Sie könne sich noch genau an die erste Lektüre von Ulrich Bechers "Murmeljagd" erinnern, sagt die Autorin Eva Menasse. "Ich habe von den Figuren geträumt, bin aufgewacht und dachte: Ich muss weiterlesen. Dann gegen Ende hatte ich dieses Gefühl: Bloß nicht zu schnell lesen, jeden Tag nur zehn Seiten, ich will, dass dieses Buch nie zu Ende geht."
Der Roman handelt vom Exil: Der Held, der Journalist Albert Trebla, flieht 1938 aus dem von Nazis besetzten Österreich in die Schweiz, wo seine Freunde und Familienmitglieder auf rätselhafte Weise sterben.

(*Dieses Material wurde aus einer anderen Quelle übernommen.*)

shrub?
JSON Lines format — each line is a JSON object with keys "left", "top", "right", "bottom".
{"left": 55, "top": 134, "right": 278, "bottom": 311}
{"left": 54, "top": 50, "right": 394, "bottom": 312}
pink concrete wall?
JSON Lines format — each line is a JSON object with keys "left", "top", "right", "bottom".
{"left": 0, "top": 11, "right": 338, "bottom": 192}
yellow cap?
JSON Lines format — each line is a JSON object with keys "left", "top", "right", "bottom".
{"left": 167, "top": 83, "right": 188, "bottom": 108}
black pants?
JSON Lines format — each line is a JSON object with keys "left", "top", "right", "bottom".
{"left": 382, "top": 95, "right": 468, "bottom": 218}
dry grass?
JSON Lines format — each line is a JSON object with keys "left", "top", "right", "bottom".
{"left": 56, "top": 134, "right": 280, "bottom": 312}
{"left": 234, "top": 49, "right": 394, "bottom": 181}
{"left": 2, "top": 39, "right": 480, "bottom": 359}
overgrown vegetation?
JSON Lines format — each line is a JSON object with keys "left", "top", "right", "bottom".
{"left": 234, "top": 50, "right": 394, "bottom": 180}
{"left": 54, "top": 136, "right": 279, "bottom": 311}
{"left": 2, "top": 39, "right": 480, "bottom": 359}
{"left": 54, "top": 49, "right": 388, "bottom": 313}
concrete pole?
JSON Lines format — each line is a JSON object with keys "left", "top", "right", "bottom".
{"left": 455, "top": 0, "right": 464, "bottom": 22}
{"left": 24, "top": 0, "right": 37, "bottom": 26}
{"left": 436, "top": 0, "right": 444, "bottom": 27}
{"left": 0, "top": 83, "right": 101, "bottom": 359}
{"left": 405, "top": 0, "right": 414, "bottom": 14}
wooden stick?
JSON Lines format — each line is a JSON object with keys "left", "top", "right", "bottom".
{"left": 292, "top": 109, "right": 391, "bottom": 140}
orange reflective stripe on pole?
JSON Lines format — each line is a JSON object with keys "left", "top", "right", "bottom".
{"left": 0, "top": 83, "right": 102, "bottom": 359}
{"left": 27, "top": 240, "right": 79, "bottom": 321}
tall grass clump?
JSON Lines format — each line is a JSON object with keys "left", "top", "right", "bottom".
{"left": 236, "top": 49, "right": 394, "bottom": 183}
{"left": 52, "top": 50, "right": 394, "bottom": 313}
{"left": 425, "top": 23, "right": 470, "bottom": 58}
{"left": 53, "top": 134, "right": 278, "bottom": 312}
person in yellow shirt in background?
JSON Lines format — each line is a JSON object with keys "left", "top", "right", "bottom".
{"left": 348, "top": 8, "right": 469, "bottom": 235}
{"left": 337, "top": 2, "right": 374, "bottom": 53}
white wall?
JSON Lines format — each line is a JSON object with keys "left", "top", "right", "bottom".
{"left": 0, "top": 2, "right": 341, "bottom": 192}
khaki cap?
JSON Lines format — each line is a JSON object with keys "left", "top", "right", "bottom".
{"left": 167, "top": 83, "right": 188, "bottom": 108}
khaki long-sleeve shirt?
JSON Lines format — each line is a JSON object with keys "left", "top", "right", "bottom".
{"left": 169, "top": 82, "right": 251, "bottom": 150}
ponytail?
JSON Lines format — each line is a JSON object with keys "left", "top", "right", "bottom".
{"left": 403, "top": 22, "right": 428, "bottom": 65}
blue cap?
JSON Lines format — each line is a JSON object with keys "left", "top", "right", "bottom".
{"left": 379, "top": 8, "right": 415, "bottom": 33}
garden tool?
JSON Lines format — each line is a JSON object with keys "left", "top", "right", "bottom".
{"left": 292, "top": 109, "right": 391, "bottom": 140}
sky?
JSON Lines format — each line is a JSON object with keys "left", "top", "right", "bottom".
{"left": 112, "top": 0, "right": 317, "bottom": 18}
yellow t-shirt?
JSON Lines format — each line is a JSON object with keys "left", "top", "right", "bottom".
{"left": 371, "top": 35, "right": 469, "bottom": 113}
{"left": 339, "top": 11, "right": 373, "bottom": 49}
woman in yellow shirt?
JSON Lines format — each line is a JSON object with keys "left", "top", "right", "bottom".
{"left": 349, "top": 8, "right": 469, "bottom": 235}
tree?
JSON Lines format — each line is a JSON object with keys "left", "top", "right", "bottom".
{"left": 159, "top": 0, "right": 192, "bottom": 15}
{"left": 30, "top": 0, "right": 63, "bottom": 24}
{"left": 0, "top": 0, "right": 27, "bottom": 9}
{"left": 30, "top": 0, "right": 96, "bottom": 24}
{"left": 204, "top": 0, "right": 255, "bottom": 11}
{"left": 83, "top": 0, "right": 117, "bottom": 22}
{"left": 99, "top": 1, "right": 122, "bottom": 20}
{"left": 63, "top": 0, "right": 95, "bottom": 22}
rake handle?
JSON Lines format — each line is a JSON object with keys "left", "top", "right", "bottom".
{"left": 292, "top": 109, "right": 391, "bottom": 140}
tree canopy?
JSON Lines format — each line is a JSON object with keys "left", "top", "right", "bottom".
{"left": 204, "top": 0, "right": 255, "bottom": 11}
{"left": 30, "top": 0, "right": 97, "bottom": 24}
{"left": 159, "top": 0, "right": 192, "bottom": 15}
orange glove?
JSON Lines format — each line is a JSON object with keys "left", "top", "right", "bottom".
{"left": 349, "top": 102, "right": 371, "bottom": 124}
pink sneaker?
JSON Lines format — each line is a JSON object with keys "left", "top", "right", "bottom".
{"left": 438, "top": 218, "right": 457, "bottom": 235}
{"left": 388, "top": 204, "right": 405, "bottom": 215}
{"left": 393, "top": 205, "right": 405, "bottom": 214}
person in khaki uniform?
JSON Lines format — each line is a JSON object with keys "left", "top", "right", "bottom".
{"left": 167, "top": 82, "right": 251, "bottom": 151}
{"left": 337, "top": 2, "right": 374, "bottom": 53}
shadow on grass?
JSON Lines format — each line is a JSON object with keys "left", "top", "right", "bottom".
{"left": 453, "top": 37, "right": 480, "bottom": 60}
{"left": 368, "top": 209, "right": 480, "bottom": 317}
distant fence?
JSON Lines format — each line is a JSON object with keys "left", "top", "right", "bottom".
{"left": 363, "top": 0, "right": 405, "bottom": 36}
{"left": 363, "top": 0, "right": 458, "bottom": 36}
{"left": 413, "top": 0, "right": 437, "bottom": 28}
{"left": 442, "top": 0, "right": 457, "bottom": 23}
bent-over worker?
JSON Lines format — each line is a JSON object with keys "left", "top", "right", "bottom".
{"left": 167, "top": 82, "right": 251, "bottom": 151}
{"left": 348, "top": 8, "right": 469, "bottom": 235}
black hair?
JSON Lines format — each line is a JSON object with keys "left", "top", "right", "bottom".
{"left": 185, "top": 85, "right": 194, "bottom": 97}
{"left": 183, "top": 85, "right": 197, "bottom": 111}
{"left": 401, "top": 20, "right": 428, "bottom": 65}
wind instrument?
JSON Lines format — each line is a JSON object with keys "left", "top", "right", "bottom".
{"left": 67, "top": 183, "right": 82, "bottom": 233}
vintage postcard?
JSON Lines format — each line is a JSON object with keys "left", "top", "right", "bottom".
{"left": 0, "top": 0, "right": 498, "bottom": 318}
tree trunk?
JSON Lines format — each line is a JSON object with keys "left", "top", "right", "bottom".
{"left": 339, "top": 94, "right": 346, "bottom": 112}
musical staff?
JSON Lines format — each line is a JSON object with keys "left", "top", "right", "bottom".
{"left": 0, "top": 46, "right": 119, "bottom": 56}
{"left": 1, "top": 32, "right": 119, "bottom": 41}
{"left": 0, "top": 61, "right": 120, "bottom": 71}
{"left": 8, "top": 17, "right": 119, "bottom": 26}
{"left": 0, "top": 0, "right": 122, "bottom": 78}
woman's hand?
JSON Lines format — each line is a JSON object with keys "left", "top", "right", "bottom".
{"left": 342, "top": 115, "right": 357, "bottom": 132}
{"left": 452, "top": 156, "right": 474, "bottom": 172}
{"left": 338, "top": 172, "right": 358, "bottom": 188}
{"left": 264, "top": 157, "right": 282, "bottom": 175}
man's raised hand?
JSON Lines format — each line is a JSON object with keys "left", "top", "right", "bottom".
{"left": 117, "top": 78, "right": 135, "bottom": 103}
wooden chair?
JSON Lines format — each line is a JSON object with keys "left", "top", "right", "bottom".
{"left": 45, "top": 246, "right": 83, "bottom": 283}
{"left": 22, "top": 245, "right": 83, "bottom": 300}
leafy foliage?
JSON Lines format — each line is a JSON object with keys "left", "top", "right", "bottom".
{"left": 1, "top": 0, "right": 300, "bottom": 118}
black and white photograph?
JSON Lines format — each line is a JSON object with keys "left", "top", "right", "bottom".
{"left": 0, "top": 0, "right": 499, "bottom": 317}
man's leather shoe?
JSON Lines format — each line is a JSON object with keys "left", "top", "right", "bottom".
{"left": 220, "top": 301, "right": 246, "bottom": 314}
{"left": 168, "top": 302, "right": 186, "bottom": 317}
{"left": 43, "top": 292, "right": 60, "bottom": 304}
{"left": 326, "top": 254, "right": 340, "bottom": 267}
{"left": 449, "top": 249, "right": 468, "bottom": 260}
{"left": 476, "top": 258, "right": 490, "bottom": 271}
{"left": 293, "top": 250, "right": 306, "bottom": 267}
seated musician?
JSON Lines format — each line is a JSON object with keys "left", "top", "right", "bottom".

Becher (1910-1990), der aus Berlin stammte, war selbst ein unerwünschter Autor. Er lebte in Wien und später in der Schweiz, emigrierte nach Brasilien und in die USA. Seine Karriere begann er zunächst als Kunstmaler, ausbilden ließ er sich von George Grosz. Bekannt wurde er als Bühnenautor.
Buchcover zu Ulrich Bechers "Murmeljagd".
Nach Jahren wieder aufgelegt: Ulrich Bechers "Murmeljagd".© Schöffling + Co
Ulrich Becher ist heute fast vergessen, seine Bücher vergriffen. Um den Autor wieder bekannter zu machen, bringt der Verlag Schöffling und Co. seinen Roman "Murmeljagd" von 1969 neu heraus, zusammen mit den "New Yorker Novellen", drei Erzählungen von 1974. Auf der Verlagswebsite ist die Liste der Lobeshymnen länger als die Buchbeschreibung. Menasse hat das Nachwort zu dem Buch geschrieben.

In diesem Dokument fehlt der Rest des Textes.